Now on to sauerkraut. It’s super easy to make!
How to Make Sauerkraut
1.) Start by thinly slicing a whole head of cabbage, and place it in a large mixing bowl along with coarse sea salt. Use your hands to massage the salt into the cabbage and squeeze it in batches for a few minutes. This process will release the water within the cabbage, which ends up being the liquid in which the cabbage ferments.
2.) Transfer the salty squeezed cabbage to the fermentation crock and place the ceramic weight on top of it.
3.) Let the crock sit, preferably in a warm, dark place like a closet or pantry. After 24 hours, check the status of the cabbage. If it isn’t fully submerged in its own liquid, dissolve a couple tablespoons of sea salt in spring or well water and add it to the crock so that the cabbage is fully covered in water.
4.) Now comes the easy part. Simply let the crock hang out for a full week, checking on it periodically to be sure it isn’t moldy. After a few days, it will begin to smell vinegary and after a week, you’ll have sauerkraut!
5.) Transfer the sauerkraut (along with the liquid) to a sanitized sealable jar and refrigerate. When sealed properly, sauerkraut should last in your refrigerator for months on end.
The first thing I did when my sauerkraut was finished fermenting was make a veggie-packed sandwich for lunch. I used avocado, heirloom tomato, cucumber, red onion, arugula micro greens, and of course, the kraut. I have my mind set on all the reubens and wraps as well.
Check out Mortier Pilon’s Fermentation Crocks on Amazon!
Homemade Sauerkraut (+ Product Review)
- 1 large head red cabbage thinly sliced*
- 6 tablespoons coarse sea salt
Place the thinly sliced cabbage in a large mixing bowl along with coarse sea salt. Use your hands to massage the salt into the cabbage and squeeze it in batches for a few minutes. This process will release the water within the cabbage, which ends up being the liquid in which the cabbage ferments.

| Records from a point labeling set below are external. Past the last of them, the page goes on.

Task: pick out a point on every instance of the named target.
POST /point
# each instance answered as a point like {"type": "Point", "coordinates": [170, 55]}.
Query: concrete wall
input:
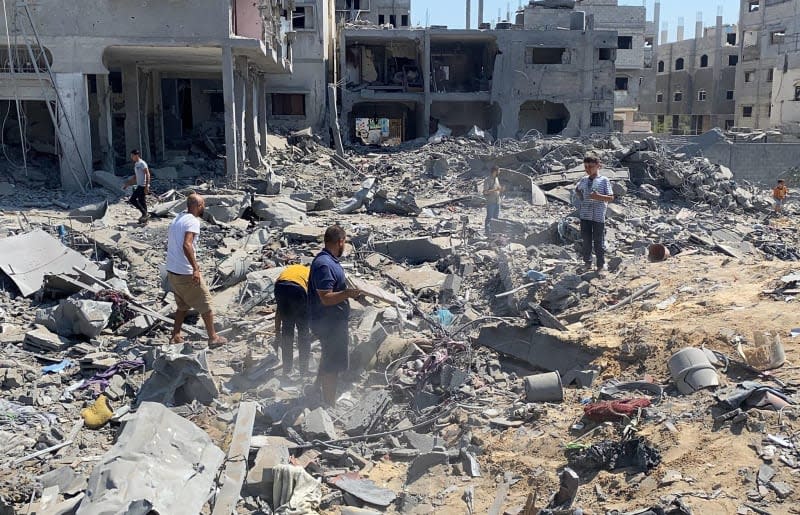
{"type": "Point", "coordinates": [758, 54]}
{"type": "Point", "coordinates": [716, 79]}
{"type": "Point", "coordinates": [760, 163]}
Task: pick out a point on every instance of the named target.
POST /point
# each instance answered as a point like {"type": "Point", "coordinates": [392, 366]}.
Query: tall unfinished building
{"type": "Point", "coordinates": [87, 81]}
{"type": "Point", "coordinates": [551, 71]}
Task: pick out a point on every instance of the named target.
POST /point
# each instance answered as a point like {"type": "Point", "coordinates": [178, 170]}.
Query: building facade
{"type": "Point", "coordinates": [146, 76]}
{"type": "Point", "coordinates": [299, 100]}
{"type": "Point", "coordinates": [396, 13]}
{"type": "Point", "coordinates": [633, 56]}
{"type": "Point", "coordinates": [691, 87]}
{"type": "Point", "coordinates": [399, 85]}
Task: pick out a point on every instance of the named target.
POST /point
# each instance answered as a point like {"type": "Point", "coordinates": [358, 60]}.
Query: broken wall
{"type": "Point", "coordinates": [582, 81]}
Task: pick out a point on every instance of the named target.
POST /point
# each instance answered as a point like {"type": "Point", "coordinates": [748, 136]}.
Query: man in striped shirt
{"type": "Point", "coordinates": [594, 192]}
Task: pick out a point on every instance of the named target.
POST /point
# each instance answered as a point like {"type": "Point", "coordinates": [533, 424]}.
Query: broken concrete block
{"type": "Point", "coordinates": [319, 425]}
{"type": "Point", "coordinates": [168, 173]}
{"type": "Point", "coordinates": [424, 462]}
{"type": "Point", "coordinates": [41, 339]}
{"type": "Point", "coordinates": [450, 289]}
{"type": "Point", "coordinates": [303, 233]}
{"type": "Point", "coordinates": [260, 478]}
{"type": "Point", "coordinates": [364, 489]}
{"type": "Point", "coordinates": [74, 317]}
{"type": "Point", "coordinates": [6, 189]}
{"type": "Point", "coordinates": [417, 279]}
{"type": "Point", "coordinates": [109, 181]}
{"type": "Point", "coordinates": [412, 250]}
{"type": "Point", "coordinates": [364, 414]}
{"type": "Point", "coordinates": [649, 192]}
{"type": "Point", "coordinates": [179, 379]}
{"type": "Point", "coordinates": [280, 211]}
{"type": "Point", "coordinates": [546, 349]}
{"type": "Point", "coordinates": [133, 477]}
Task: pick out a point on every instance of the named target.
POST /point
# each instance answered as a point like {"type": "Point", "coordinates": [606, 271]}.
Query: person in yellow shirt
{"type": "Point", "coordinates": [291, 296]}
{"type": "Point", "coordinates": [779, 195]}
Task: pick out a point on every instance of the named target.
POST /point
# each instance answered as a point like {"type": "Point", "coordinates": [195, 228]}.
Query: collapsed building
{"type": "Point", "coordinates": [400, 85]}
{"type": "Point", "coordinates": [148, 77]}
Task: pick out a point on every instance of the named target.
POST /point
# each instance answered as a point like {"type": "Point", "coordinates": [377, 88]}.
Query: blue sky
{"type": "Point", "coordinates": [453, 12]}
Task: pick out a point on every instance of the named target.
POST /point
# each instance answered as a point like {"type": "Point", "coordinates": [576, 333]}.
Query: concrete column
{"type": "Point", "coordinates": [251, 121]}
{"type": "Point", "coordinates": [130, 94]}
{"type": "Point", "coordinates": [231, 141]}
{"type": "Point", "coordinates": [239, 90]}
{"type": "Point", "coordinates": [104, 123]}
{"type": "Point", "coordinates": [74, 131]}
{"type": "Point", "coordinates": [145, 108]}
{"type": "Point", "coordinates": [426, 83]}
{"type": "Point", "coordinates": [263, 128]}
{"type": "Point", "coordinates": [158, 117]}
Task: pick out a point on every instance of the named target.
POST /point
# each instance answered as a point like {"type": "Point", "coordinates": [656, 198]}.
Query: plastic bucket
{"type": "Point", "coordinates": [544, 387]}
{"type": "Point", "coordinates": [691, 370]}
{"type": "Point", "coordinates": [657, 252]}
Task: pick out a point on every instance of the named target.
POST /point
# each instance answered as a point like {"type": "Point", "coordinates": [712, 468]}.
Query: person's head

Transfer the salty squeezed cabbage to the fermentation crock (make sure all of the salt gets in there, too!) and place the ceramic weight on top of it.
Let the crock sit, preferably in a warm, dark place like a closet or pantry. After 24 hours, check the status of the cabbage. If it isn’t fully submerged in its own liquid, dissolve a couple tablespoons of sea salt in spring or well water and add it to the crock so that the cabbage is fully covered in water.
Allow the crock to sit for a full week, checking on it periodically to be sure it isn’t moldy. After a few days, it will begin to smell vinegary and after a week, you’ll have sauerkraut!
Transfer the sauerkraut (along with the liquid) to a sanitized seal-able jar and refrigerate. When sealed properly, sauerkraut should last in your refrigerator for months on end.